Futuresource Consulting has released data showing pay-TV remains a strong performer in Spain.
According to the analysts, the country is “navigating a different course” from other European markets, with pay-TV retaining a 47 per cent share of total spend in 2025. The sector’s strength is bolstered by premium sports rights, multi-service bundles from major operators and a strong fibre-led IPTV expansion, which now accounts for more than 80 per cent of pay-TV households, according to the data.
While satellite TV has declined, telcos continue to expand, with Movistar Plus+, Orange and Vodafone playing what Futuresource called “a defining role”.
Rachel Mitchell, research analyst at Futuresource Consulting, said, “Spain doesn’t follow the patterns we’re seeing elsewhere. It sets its own pace. And while other markets are moving towards streaming dominance, Spain continues to balance a powerful Pay-TV base with one of Europe’s most energetic FAST and ad-supported ecosystems. It’s this combination of loyalty, innovation and localised choice that makes Spain such a compelling market to watch.”

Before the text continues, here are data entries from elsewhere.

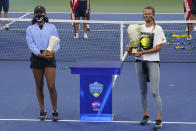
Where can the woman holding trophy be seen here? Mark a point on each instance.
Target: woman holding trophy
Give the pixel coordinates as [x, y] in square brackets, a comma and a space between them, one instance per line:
[42, 39]
[146, 49]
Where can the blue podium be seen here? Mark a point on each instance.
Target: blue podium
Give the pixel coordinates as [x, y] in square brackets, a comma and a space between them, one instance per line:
[96, 88]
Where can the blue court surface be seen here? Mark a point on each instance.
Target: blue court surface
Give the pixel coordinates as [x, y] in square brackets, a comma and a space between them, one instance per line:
[19, 109]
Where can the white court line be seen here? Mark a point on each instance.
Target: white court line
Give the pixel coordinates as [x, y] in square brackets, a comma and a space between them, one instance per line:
[15, 20]
[79, 121]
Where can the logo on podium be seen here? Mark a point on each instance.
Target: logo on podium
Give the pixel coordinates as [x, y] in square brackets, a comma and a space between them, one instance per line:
[96, 89]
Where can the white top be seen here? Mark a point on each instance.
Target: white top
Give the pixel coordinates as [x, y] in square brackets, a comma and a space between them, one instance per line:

Futuresource expects revenue to grow at a 4 per cent CAGR out to 2029, highlighting the contrast with declines experienced in territories such as the UK and Italy.
The country is emerging as a powerhouse in ad-supported streaming markets, with around 75 per cent of viewers consuming FAST/AVoD content every week and 60 per cent reporting they no longer watch linear TV, added the analysts.
These figures represent the highest shift among major European markets. Platforms including Pluto TV and Samsung TV Plus continue to expand rapidly, with each service providing more than 100 themed channels. Rakuten TV is also strengthening its B2B partnerships and FAST portfolio, said the analysts.
“This surge reflects a clear behavioural trend,” said Mitchell. “Spanish audiences are increasingly comfortable mixing premium pay-TV subscriptions with free, ad-supported streaming, with hybrid viewing engagement levels that place Spain ahead of many other markets.”
The SVoD market continues to grow, although its pace has slowed compared to previous years. Consumer spend is expected to reach €2.1 billion for 2025, with subscriptions predicted to reach 21.3 million fuelled by service stacking and strong engagement with local originals. Together, Netflix, Amazon Prime Video, Disney+ and HBO Max account for 87 per cent of all subscriptions. Growth in the adoption of ad-supported tiers is broadening accessibility but moderating overall growth,
Mitchell added, “Looking ahead, Spain’s video market is on track to exceed €6.3 billion by 2029. Yet what truly defines Spain is its balance between premium pay-TV, increased FAST usage, and a rich ecosystem of global and local streaming services. It’s a market shaped by choice, not replacement, and that’s where its long-term strength continues to lie.”